A voice that was never common
Coel, 38, came to television through an unusual path. She developed a solo stage show during her senior year at the Guildhall School of Music and Drama, drawing on her Ghanaian heritage and Christian upbringing in East London. She had also been performing her own poetry at pub open-mic nights under the name Michaela the Poet. Through those early experiences she arrived at a recognition that shaped everything that followed, the understanding that her perspective was genuinely uncommon in the industry and that its rarity was precisely its value.
Chewing Gum, which grew from that stage show into a BAFTA Award-winning series for E4, established her as a singular creative voice. I May Destroy You, which followed in 2020, cemented it. That miniseries, drawn from her own experience of being drugged and sexually assaulted during a night out in her late twenties, made her the first Black woman to win a limited series writing Emmy. It also deepened her sense of what her work was for, sharpening what she describes as a personal mission to shock, disturb and ultimately remind audiences that they are alive.
Two new films and familiar territory
Coel’s two most recent projects, The Christophers, directed by Steven Soderbergh, and Mother Mary, directed by David Lowery, find her playing characters who exist at the margins. In the first she portrays a talented artist struggling to be recognized. In the second she plays a couturier whose friendship with a pop star, played by Anne Hathaway, ends in betrayal. Both characters, she has observed, are defined by a kind of invisibility or neglect, pushed to the edges of spaces that should have made room for them.

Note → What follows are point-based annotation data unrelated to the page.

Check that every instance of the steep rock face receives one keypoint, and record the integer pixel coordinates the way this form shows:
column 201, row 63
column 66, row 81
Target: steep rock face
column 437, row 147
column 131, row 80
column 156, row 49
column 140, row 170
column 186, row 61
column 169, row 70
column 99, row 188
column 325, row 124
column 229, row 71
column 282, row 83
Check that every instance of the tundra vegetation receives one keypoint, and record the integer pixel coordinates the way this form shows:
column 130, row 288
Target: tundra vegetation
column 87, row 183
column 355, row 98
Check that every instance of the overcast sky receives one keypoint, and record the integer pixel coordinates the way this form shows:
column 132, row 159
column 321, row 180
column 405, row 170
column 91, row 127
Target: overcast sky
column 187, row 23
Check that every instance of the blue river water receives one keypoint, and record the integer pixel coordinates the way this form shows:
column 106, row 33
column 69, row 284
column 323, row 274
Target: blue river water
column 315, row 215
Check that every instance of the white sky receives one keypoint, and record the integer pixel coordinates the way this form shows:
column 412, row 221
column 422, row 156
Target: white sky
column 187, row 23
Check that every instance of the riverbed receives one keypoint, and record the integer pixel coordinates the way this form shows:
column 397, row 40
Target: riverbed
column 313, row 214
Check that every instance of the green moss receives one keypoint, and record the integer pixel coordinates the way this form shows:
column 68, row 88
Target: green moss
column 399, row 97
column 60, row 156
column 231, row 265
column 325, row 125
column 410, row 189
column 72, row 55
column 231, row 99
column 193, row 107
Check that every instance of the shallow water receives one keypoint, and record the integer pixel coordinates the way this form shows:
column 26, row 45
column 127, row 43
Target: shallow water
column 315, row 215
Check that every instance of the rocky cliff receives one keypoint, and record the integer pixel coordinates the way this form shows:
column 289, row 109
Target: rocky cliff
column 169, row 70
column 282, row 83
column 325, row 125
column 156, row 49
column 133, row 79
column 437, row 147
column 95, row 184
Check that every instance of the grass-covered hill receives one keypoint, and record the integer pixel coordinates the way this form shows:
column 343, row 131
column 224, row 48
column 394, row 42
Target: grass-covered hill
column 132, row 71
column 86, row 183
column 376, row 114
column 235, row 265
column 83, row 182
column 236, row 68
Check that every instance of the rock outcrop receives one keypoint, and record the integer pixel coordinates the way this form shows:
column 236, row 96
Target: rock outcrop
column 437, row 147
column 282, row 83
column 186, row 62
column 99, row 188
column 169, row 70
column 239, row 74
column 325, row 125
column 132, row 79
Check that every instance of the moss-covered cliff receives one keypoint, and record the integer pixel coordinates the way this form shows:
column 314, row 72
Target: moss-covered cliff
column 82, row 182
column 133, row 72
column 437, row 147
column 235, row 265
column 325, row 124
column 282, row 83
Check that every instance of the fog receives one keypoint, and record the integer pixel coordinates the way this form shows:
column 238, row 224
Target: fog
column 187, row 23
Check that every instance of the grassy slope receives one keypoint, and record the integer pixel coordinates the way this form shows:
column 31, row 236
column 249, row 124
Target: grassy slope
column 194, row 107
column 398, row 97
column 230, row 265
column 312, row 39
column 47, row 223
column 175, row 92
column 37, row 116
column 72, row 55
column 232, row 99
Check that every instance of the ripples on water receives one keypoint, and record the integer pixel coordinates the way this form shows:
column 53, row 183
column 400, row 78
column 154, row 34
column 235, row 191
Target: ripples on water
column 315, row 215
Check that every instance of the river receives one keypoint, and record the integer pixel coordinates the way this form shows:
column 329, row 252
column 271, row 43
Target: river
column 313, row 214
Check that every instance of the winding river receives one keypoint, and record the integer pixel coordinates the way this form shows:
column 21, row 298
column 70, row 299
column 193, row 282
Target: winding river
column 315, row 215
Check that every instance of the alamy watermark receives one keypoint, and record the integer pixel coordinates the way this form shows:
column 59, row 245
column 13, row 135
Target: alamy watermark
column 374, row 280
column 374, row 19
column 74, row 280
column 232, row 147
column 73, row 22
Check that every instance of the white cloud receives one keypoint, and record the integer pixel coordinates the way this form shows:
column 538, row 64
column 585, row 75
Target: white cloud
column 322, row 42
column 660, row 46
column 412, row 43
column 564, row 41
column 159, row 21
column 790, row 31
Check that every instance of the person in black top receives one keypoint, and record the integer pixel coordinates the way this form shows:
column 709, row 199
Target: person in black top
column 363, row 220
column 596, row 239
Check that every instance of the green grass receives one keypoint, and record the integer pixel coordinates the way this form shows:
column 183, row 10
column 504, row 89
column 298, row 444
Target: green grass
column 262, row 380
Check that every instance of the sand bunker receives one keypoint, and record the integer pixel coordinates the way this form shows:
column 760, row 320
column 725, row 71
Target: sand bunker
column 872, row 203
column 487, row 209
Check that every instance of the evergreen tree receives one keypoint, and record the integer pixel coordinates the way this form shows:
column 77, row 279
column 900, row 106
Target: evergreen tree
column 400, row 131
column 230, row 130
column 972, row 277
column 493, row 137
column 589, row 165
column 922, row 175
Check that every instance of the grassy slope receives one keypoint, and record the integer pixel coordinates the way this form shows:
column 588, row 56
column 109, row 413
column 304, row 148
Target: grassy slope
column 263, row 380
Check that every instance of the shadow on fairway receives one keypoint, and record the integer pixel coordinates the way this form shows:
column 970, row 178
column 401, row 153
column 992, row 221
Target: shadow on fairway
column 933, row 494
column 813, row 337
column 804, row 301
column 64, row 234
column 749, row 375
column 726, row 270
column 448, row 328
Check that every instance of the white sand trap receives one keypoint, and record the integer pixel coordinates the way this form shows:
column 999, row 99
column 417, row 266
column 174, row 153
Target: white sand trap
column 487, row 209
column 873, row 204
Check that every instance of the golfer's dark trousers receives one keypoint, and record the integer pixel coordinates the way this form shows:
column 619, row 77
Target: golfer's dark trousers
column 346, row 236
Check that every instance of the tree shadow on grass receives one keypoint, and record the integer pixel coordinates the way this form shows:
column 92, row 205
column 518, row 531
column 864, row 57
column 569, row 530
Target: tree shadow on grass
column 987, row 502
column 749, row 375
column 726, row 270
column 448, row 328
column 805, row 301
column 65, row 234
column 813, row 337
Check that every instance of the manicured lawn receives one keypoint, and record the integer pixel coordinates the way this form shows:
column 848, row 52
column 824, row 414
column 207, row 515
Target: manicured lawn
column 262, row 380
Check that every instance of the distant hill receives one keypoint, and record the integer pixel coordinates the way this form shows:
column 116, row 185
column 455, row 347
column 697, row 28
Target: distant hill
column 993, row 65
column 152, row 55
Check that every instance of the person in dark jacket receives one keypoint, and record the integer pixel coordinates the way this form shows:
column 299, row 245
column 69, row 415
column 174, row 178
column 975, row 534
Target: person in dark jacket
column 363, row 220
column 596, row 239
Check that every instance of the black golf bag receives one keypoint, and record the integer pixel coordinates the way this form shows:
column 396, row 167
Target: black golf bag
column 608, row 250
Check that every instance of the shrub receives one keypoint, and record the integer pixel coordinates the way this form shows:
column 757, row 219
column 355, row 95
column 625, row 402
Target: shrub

She has been quick to clarify that she does not draw on personal experience of being overlooked for these roles. Her time in the industry, she says with evident warmth, has been genuinely good. What she brings to these characters instead comes from the writing process itself, from the loneliness and discomfort of sitting with a story in the dark until it is ready to be seen.
What calls her back to work
Coel has described her creative process as something she cannot fully control or initiate on her own terms. Ideas that she pursues deliberately tend to feel flat. The projects that have defined her career arrived the other way, announcing themselves to her rather than the reverse. When a story needs her, she has said, she knows it.
Upcoming work includes directing a remake of the martial arts film Bloodsport and writing and starring in a series called First Day On Earth, about a novelist who travels to Ghana to reconnect with her father. Both projects arrived, presumably, the way her best work always does. Not because she went looking, but because something found her first.